Demikianlah renungan yang bermain di dalam otak Ang-hong-cu Si Kumbang Merah itu! Berkali-kali dia menarik napas panjang, tersenyum-senyum, lalu menarik napas kembali. Puteranya itu memang hebat, hanya sayangnya tidak cukup jantan sehingga tidak berani melanjutkan perbuatannya yang sudah dimulai dengan baik sekali itu. Kalau puteranya itu mau mewarisi kebiasaannya, agaknya Tang Hay tak perlu melakukan banyak perkosaan karena sebagian besar wanita, mungkin semua, akan bertekuk lutut dan takluk hanya oleh rayuan mautnya!

“Huh, engkau lihai akan tetapi tolol! Memalukan aku yang menjadi ayahmu!” Akhirnya dia menympah-nyumpah dan bangkit berdiri.

Wajahnya sudah cerah kembali karena semua kenangan tadi sudah diusirnya. Dia harus mengakui bahwa semua petualangan itu akhirnya membosankannya. Semua wanita itu, yang merengek minta disayang atau merengek karena diperkosanya, akhirnya sama saja baginya, hanya mendatangkan kemuakan saja!

Kalau dulu dia merasakan kenikmatan dan kesenangan yang besar, bukan hanya karena kesenangan menikmati tubuh para wanita itu, akan tetapi juga menikmati perasaan balas dendam terhadap perempuan pada umumnya. Kini dia tidak lagi merasakan kenikmatan dan kesenangan itu. Dia bahkan merasa muak! Kadang-kadang dia merasa sama dengan binatang jantan yang memaksakan kehendaknya terhadap binatang betina hingga terjadi pemaksaan untuk pelampiasan nafsu.

“Sekarang aku sudah tua,” pikirnya menghitung-hitung usianya. ”Jika petualanganku terus kulanjutkan seperti yang sudah, apa akan jadinya dengan hari akhirku?”

Dia melihat masa depannya suram. Sudah cukup dia membalaskan sakit hatinya kepada perempuan, dan kini sisa hidupnya harus diisi dengan perbuatan yang berguna, misalnya mencari kedudukan agar kelak meninggalkan nama besar! Bukankah mendiang ayahnya juga bukan orang sembarangan, melainkan seorang bangsawan tinggi? Tentang ibunya... ahh, dia tidak perlu mengenang ibunya lagi. Semua perempuan memang tidak baik!

Ang-hong-cu mengepal tinju. “Sekarang aku akan menjadi seorang yang berjasa terhadap kerajaan agar kelak aku memperoleh kedudukan yang mulia.

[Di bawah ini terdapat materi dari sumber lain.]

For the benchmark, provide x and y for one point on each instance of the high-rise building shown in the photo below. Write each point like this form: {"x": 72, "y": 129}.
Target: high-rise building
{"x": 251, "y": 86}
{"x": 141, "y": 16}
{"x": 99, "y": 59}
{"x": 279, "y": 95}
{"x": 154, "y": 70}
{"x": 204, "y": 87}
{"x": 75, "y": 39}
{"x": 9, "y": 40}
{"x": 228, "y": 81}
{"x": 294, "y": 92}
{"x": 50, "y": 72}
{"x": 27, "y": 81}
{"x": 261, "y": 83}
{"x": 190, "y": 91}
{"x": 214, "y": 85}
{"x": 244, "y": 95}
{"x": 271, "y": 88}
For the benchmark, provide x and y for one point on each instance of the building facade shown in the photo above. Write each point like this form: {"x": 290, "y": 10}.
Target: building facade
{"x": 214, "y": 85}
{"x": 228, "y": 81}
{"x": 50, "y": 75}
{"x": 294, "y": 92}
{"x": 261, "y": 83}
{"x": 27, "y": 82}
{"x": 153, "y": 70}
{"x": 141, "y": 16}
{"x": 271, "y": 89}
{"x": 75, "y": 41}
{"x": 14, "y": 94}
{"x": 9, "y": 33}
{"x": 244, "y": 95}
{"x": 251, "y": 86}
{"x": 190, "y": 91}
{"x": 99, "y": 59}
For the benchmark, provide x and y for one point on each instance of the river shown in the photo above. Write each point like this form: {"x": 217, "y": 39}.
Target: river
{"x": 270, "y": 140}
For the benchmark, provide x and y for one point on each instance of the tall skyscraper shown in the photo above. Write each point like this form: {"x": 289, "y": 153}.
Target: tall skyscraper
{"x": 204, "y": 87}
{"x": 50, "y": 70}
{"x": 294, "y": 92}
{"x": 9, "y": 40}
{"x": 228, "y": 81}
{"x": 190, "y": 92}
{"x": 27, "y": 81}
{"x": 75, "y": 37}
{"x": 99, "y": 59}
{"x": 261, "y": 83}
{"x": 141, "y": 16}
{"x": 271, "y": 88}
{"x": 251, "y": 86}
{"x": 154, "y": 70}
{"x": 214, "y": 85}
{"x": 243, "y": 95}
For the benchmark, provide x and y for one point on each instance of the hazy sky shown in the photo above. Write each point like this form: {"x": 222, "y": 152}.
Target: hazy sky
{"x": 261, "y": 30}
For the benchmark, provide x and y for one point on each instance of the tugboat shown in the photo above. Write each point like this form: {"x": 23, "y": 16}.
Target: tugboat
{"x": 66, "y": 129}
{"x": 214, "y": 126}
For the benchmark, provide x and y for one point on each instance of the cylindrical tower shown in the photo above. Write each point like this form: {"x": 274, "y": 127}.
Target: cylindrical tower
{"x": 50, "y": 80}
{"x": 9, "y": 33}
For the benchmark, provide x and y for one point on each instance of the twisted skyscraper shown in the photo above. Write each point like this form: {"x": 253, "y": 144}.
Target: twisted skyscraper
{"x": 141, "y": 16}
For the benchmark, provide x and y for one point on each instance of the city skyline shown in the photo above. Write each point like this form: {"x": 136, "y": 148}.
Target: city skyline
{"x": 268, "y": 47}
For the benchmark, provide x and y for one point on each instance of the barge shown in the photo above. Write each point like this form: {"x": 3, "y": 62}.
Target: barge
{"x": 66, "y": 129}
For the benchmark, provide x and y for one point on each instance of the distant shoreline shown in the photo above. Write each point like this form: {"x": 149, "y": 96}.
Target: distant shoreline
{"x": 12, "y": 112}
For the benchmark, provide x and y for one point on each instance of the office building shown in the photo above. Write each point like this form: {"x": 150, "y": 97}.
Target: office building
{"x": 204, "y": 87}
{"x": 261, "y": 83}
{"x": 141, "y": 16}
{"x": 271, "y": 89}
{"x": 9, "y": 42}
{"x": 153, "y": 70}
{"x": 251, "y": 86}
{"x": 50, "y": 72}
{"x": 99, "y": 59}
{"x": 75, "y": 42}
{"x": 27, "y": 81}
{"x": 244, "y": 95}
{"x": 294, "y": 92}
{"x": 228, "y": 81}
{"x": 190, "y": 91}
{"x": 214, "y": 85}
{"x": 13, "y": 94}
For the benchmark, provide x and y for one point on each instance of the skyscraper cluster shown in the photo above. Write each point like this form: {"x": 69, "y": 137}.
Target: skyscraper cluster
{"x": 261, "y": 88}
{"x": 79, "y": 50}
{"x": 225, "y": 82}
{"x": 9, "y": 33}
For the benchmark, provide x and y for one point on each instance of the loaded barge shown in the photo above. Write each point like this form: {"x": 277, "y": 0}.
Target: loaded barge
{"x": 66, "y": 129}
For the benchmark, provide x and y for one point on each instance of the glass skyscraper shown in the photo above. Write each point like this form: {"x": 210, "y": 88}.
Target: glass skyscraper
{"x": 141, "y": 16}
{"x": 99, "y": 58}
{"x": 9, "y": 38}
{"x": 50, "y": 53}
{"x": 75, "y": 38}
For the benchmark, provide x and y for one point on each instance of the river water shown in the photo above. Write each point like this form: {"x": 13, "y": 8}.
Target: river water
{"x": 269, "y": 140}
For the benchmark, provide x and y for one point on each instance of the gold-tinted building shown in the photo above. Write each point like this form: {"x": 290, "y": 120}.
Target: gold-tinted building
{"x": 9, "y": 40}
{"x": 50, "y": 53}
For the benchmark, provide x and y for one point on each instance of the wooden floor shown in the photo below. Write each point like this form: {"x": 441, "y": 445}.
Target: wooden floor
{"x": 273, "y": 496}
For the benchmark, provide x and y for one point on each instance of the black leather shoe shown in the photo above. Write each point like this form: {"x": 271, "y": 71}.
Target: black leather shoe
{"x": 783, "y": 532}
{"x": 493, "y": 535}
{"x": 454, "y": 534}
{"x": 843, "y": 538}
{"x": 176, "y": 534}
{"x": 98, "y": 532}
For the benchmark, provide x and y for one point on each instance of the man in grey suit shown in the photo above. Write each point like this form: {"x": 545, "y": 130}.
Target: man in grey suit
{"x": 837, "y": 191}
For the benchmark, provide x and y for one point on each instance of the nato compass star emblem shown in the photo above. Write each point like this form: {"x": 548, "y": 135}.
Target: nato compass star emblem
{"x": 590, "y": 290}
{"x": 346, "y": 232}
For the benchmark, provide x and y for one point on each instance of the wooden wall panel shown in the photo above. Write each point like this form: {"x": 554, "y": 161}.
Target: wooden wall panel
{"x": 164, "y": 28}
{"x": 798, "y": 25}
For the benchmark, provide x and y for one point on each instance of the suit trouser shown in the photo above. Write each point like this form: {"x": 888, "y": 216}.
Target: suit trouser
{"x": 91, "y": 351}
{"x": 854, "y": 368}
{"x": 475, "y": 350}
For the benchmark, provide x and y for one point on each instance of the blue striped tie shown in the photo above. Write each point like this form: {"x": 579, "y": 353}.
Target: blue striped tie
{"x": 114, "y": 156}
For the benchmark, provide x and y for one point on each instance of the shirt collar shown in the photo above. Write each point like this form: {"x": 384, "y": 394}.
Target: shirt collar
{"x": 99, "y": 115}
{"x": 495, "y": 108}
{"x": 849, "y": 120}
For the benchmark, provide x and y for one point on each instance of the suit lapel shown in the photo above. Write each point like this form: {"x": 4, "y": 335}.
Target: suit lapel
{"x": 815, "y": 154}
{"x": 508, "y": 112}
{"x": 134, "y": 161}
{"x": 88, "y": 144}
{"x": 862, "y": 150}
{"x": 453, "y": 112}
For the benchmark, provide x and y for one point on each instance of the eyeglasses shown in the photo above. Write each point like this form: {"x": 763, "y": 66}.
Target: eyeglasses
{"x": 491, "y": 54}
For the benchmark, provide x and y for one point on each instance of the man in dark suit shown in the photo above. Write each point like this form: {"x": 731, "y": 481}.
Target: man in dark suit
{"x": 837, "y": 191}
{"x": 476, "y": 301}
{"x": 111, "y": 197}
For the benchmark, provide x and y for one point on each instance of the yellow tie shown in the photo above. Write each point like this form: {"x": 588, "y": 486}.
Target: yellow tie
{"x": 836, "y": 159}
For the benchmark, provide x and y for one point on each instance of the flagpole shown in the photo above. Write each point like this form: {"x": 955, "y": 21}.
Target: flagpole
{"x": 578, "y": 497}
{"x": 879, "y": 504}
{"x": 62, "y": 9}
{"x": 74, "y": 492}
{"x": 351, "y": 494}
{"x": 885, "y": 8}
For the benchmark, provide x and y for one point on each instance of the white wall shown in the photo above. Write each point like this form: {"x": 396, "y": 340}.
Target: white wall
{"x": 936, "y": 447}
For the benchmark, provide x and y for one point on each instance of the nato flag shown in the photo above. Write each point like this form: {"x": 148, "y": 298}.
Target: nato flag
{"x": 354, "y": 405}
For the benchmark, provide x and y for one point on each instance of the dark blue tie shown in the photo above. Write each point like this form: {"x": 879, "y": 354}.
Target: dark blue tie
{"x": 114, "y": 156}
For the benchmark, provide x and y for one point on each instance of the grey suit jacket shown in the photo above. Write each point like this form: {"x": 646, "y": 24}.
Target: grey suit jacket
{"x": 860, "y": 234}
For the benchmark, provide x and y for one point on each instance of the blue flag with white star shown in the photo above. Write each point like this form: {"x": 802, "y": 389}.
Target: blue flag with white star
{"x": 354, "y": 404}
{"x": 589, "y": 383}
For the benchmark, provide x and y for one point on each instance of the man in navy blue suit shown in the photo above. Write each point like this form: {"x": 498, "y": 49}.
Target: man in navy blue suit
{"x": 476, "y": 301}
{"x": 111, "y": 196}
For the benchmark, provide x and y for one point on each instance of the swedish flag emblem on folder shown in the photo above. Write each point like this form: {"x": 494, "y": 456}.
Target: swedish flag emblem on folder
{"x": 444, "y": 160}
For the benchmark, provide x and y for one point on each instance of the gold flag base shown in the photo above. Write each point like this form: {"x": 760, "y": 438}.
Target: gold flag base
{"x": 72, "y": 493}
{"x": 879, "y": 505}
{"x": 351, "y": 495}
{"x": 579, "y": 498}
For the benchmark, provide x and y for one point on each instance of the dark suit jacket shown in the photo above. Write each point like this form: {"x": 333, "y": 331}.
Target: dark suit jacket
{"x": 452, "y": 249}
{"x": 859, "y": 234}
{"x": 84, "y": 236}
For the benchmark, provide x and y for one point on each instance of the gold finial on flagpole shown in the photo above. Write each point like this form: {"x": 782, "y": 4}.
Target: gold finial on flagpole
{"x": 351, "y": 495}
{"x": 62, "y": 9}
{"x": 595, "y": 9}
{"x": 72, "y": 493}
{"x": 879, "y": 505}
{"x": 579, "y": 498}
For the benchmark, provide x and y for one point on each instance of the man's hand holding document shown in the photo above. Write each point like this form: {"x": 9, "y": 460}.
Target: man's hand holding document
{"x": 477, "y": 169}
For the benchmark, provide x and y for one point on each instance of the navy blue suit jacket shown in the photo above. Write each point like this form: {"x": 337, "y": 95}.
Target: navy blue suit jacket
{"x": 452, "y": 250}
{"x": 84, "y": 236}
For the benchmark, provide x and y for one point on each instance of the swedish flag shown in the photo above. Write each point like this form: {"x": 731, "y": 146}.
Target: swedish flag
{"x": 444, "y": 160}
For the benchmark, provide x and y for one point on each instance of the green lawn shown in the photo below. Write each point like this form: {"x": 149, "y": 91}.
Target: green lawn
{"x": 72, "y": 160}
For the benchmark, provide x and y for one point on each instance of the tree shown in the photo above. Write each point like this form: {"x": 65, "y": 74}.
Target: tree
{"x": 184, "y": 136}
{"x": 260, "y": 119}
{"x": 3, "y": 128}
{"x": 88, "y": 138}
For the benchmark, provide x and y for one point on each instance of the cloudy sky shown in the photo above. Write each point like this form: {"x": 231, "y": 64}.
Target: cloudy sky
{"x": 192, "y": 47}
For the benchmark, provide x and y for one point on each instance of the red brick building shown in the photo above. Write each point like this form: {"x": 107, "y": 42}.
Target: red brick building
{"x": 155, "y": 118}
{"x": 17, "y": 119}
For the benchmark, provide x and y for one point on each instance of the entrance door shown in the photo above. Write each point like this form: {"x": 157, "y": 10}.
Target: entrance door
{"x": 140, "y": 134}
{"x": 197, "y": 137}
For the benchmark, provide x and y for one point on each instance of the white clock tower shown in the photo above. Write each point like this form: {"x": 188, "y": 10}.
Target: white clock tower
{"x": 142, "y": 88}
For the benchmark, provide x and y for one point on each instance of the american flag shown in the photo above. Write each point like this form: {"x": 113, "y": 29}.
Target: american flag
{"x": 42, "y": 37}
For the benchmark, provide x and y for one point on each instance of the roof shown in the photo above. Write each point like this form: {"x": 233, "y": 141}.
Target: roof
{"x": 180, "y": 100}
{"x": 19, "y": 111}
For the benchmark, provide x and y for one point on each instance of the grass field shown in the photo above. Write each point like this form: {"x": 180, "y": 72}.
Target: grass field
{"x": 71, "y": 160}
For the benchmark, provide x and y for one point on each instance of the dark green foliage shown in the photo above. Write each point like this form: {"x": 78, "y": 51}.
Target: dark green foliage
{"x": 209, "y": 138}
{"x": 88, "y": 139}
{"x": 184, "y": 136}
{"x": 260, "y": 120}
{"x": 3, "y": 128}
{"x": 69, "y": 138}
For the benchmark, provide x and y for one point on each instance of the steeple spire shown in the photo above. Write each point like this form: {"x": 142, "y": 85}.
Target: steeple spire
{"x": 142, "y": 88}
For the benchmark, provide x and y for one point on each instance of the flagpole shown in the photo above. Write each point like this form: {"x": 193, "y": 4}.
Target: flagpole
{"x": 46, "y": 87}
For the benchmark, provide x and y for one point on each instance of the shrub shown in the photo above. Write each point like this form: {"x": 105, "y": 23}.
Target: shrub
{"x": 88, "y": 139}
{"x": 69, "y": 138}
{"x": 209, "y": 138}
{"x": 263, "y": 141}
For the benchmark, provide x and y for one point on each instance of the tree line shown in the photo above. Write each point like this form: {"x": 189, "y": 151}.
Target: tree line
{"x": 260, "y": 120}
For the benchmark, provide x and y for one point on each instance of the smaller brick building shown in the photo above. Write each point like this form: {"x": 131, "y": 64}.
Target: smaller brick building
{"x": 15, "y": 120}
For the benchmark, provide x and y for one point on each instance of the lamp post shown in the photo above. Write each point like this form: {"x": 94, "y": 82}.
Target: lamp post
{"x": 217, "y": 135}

Dengan demikian hari tuaku akan terjamin, sebagai seorang terhormat dan mulia, bukan sebagai seorang jai-hwa-cat yang dikutuk oleh semua orang!”

Dengan pikiran ini wajahnya menjadi cerah sekali dan kini dia pun melangkahkan kakinya dengan tegap menuruni bukit. Tujuannya adalah kota raja, dari mana dia berasal! Dan kini dia tidak perlu menyamar lagi. Dia adalah Tang Bun An, seorang yang terhormat! Tidak ada hubungannya dengan Ang-hong-cu lagi.

“Kumbang Merah, maafkan saja, untuk sementara ini atau mungkin selamanya namamu akan kupendam. Kumbang Merah telah lenyap dan muncullah riwayat baru, ha-ha-ha!”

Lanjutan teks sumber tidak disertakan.